España volvió a escribir una página dorada en la historia del fútbol al vencer 1-0 a Argentina en la prórroga y proclamarse campeona del Mundial 2026. Un gol de Ferran Torres en el tiempo suplementario le dio a La Roja su segundo título mundial, frustrando el sueño de la Albiceleste de defender la corona conquistada en Catar.
El MetLife Stadium fue escenario de una final intensa, equilibrada y cargada de emociones, donde ambos equipos ofrecieron un duelo de alto nivel que solo pudo resolverse después de 120 minutos de juego.
Desde el inicio, España tomó la iniciativa y generó las primeras ocasiones de peligro, con un inspirado Lamine Yamal y las constantes asociaciones entre Dani Olmo y Álex Baena. Sin embargo, Emiliano «Dibu» Martínez volvió a demostrar por qué es considerado uno de los mejores porteros del mundo, sosteniendo el empate con varias intervenciones decisivas.
Argentina respondió con Lionel Messi como principal generador de fútbol y algunos intentos de Julián Álvarez, aunque la defensa española logró neutralizar la mayoría de las llegadas del vigente campeón.
En la segunda mitad, el dominio español se hizo más evidente. La Roja controló la posesión y acumuló oportunidades, pero se encontró una y otra vez con un monumental Dibu Martínez, figura absoluta de la Albiceleste durante los 90 minutos reglamentarios.
Cuando el partido parecía encaminado a los penales, Argentina sufrió un duro golpe en el tiempo agregado. Enzo Fernández fue expulsado tras recibir su segunda tarjeta amarilla, dejando a los dirigidos por Lionel Scaloni con diez jugadores para disputar la prórroga.

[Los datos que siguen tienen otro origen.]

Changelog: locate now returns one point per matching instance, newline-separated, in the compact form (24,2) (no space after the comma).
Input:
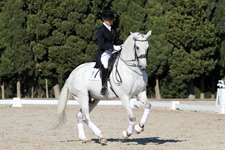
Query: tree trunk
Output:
(191,90)
(202,95)
(213,89)
(157,91)
(18,89)
(56,90)
(3,90)
(46,87)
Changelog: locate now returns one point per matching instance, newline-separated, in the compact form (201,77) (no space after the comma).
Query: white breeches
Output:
(105,57)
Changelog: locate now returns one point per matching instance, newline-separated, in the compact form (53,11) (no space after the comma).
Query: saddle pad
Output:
(95,74)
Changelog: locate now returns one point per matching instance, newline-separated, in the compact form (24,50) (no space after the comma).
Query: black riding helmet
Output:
(107,15)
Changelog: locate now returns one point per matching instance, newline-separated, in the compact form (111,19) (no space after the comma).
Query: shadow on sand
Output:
(141,141)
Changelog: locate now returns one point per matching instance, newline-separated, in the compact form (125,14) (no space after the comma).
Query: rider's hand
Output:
(117,47)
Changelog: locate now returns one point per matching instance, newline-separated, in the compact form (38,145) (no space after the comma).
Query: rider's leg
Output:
(105,59)
(104,80)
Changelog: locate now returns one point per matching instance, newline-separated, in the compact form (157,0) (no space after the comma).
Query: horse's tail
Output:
(63,97)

Con la superioridad numérica, España intensificó su asedio. El gol llegó al minuto 106, cuando Nico Williams ganó un balón aéreo cerca de la línea de fondo y asistió de cabeza a Ferran Torres, quien apareció libre dentro del área para definir con un potente remate y vencer finalmente a Martínez.
La Albiceleste buscó reaccionar en los minutos finales, liderada por Messi, que intentó generar peligro con centros y balones detenidos, pero la defensa española resistió los últimos ataques hasta que el árbitro decretó el final del encuentro.

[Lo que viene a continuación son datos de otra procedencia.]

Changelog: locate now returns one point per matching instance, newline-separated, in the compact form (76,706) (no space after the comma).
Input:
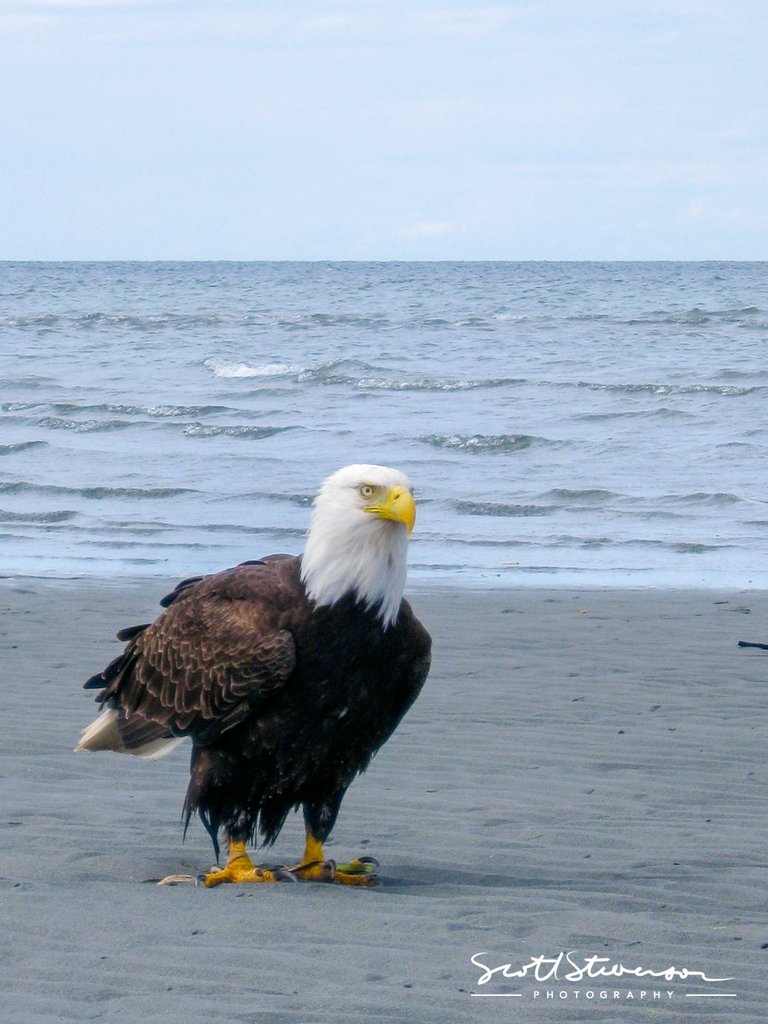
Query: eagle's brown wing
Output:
(206,663)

Con este triunfo, España levanta su segunda Copa del Mundo, dieciséis años después de la conseguida en Sudáfrica 2010, consolidando una nueva generación encabezada por Lamine Yamal, Pedri y Nico Williams. Argentina, por su parte, cierra un brillante torneo como subcampeona, quedándose a las puertas de revalidar el título mundial.